Background: Little is understood about the relationship between therapist competence and the outcomes of patients treated for common mental health disorders. Furthermore, the evidence is yet to extend to competence in the delivery of low-intensity cognitive behavioural interventions. Understanding this relationship is essential to the dissemination and implementation of low-intensity cognitive behavioural interventions.
Aims: The aim of this study was to explore the relationship between Psychological Well-being Practitioner (PWP) competence and patient outcome within the framework of the British government's Improving Access to Psychological Therapies (IAPT) initiative.
Method: Forty-seven PWPs treating 3688 patients participated. Relationships between PWP scores on three observed standardized clinical examinations and reliable change in patients’ symptoms of anxiety and depression were explored at two time points: during the year-long training phase, and over a 12-month follow-up.

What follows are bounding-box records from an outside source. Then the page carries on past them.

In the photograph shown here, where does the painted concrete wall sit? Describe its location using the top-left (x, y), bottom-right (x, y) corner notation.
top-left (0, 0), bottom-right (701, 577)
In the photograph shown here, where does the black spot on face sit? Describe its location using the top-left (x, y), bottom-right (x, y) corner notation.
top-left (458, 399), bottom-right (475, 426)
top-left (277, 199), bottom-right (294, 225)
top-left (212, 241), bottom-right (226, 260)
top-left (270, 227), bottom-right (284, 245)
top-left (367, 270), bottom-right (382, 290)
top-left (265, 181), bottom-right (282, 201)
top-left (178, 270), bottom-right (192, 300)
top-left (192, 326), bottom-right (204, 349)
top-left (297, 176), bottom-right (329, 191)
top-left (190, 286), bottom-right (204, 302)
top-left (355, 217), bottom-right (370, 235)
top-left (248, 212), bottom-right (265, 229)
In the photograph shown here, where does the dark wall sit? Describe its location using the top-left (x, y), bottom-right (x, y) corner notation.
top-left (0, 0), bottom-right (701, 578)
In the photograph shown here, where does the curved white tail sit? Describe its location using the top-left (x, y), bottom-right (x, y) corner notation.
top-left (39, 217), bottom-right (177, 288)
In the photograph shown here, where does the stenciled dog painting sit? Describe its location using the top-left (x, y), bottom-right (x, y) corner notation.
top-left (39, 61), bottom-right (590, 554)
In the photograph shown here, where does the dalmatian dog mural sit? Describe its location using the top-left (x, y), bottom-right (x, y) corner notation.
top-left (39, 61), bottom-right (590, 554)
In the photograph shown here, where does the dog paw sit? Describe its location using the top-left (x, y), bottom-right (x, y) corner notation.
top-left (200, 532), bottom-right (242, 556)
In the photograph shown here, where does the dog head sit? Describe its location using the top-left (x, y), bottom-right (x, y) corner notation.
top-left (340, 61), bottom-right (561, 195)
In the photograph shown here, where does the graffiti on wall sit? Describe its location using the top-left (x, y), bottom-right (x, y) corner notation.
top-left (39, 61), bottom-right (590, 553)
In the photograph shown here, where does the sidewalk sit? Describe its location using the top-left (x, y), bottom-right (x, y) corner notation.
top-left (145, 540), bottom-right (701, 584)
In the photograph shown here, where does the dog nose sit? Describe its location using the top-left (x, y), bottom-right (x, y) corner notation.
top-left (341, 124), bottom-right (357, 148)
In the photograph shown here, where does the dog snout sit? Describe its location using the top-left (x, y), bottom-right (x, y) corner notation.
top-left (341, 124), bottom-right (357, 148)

Results: Results indicated that patients treated by qualified PWPs achieved superior outcomes than those treated by trainees. Little support was found for a general association between practitioner competence in delivering low-intensity cognitive behavioural interventions and patient outcome, either during or post-training; however, significantly more patients of the most competent PWPs demonstrated reliable improvement in their symptoms of anxiety and depression than would be expected by chance alone and fewer deteriorated compared with those treated by the least competent PWPs.
Conclusion: Results were indicative of a complex, non-linear relationship, with patient outcome affected by PWP status (trainee or qualified) and by competence at its extremes. The implications of these results for the dissemination and implementation of low-intensity cognitive behavioural interventions are discussed.